Nanostructured multi-layer MgF2/ITO coatings prepared via e-beam evaporation for efficient electromagnetic interference shielding performance

Abstract

Nanostructured multi-layer MgF2/ITO coatings were deposited on glass substrate at various substrate temperatures (25 °C, 100 °C, 250 °C, 350 °C) for electromagnetic interference (EMI) shielding applications via e-beam evaporation. The as-deposited multi-layer MgF2/ITO coating was crystalline with crystallite size ∼25 nm and 20–30 nm for MgF2 and ITO, respectively. The coating thickness of MgF2 and ITO obtained via Rutherford backscattering technique (RBS) was determined to be 19 nm and 122 nm, respectively.
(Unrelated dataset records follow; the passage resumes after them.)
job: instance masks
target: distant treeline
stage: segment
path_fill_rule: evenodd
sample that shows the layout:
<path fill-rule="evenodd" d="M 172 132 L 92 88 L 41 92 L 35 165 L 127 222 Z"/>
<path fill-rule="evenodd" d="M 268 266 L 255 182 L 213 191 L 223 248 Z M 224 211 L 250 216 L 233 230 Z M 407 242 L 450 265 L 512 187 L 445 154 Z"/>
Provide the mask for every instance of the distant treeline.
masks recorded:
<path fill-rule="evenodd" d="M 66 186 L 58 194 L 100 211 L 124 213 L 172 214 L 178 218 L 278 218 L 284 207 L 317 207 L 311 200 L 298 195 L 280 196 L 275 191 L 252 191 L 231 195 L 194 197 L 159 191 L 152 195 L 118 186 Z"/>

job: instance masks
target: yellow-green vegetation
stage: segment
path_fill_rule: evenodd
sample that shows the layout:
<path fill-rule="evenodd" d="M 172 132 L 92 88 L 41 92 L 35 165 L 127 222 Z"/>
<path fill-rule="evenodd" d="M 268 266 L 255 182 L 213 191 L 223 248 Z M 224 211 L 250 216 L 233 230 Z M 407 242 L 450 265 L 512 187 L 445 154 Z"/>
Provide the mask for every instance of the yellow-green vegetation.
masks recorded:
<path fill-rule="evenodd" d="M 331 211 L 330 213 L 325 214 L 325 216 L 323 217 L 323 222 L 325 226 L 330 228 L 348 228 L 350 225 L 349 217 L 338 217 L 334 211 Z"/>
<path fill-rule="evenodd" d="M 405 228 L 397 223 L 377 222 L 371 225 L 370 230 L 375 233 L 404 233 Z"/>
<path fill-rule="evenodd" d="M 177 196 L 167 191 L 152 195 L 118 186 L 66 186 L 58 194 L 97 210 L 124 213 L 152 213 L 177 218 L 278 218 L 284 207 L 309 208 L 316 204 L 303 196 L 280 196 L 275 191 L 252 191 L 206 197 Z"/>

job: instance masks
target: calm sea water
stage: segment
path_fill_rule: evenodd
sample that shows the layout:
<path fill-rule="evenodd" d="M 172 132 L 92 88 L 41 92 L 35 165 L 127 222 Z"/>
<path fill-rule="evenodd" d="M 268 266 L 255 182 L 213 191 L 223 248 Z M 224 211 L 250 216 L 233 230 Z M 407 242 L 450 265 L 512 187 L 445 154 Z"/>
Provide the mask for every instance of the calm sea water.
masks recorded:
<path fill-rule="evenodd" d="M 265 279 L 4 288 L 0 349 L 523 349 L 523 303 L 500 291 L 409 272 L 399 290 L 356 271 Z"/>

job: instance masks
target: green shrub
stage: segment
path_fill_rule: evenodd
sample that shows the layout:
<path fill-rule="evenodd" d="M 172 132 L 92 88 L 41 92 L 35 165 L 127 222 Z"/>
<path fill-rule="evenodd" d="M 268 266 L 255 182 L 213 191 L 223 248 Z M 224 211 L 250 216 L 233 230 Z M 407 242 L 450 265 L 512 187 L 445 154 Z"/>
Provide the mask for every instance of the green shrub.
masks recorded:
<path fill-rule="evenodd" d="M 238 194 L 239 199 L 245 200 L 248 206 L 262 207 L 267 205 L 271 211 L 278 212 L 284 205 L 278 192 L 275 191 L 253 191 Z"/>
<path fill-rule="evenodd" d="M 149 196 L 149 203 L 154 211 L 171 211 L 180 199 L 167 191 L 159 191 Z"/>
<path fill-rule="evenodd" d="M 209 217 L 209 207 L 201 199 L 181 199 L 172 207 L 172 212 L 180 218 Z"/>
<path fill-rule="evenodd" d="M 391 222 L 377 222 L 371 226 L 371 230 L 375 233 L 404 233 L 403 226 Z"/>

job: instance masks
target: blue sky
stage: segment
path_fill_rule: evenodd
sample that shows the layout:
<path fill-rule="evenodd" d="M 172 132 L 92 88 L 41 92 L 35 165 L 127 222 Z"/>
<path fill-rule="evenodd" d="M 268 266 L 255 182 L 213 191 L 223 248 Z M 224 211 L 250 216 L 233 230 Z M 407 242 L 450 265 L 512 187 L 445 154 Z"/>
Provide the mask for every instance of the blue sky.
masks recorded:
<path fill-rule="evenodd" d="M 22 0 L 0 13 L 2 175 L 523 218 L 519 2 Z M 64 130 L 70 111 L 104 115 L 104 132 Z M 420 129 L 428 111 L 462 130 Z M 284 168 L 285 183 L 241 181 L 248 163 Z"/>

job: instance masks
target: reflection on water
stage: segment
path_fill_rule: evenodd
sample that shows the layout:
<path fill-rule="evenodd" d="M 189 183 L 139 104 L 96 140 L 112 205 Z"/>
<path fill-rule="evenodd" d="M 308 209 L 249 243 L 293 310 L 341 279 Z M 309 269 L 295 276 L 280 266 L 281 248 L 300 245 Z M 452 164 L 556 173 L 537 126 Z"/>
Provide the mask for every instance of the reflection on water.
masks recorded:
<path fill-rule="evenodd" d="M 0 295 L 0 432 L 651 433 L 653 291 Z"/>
Stoichiometry of the coatings was confirmed by RBS and EDS. The surface roughness depended on the substrate temperature during the deposition and decreased from approx. 10 nm at 25 °C to 4 nm at 350 °C. The highest value of optical transmittance in the visible range was obtained for MgF2/ITO at 25 °C reaching 94% at approx. 550 nm. The optical band gap of the coatings was determined to be in the range of 3.85–3.99 eV, which decreases with the increase of annealing temperature. The coatings showed significant conductivity suitable for EMI applications reaching 5.57 × 106 Ω−1 cm−1 for MgF2/ITO at 250 °C. The EMI shielding effectiveness of 68.1 dB was obtained for MgF2/ITO at 350 °C without scarifying the transmittance, which is suitable for aerospace and defense applications.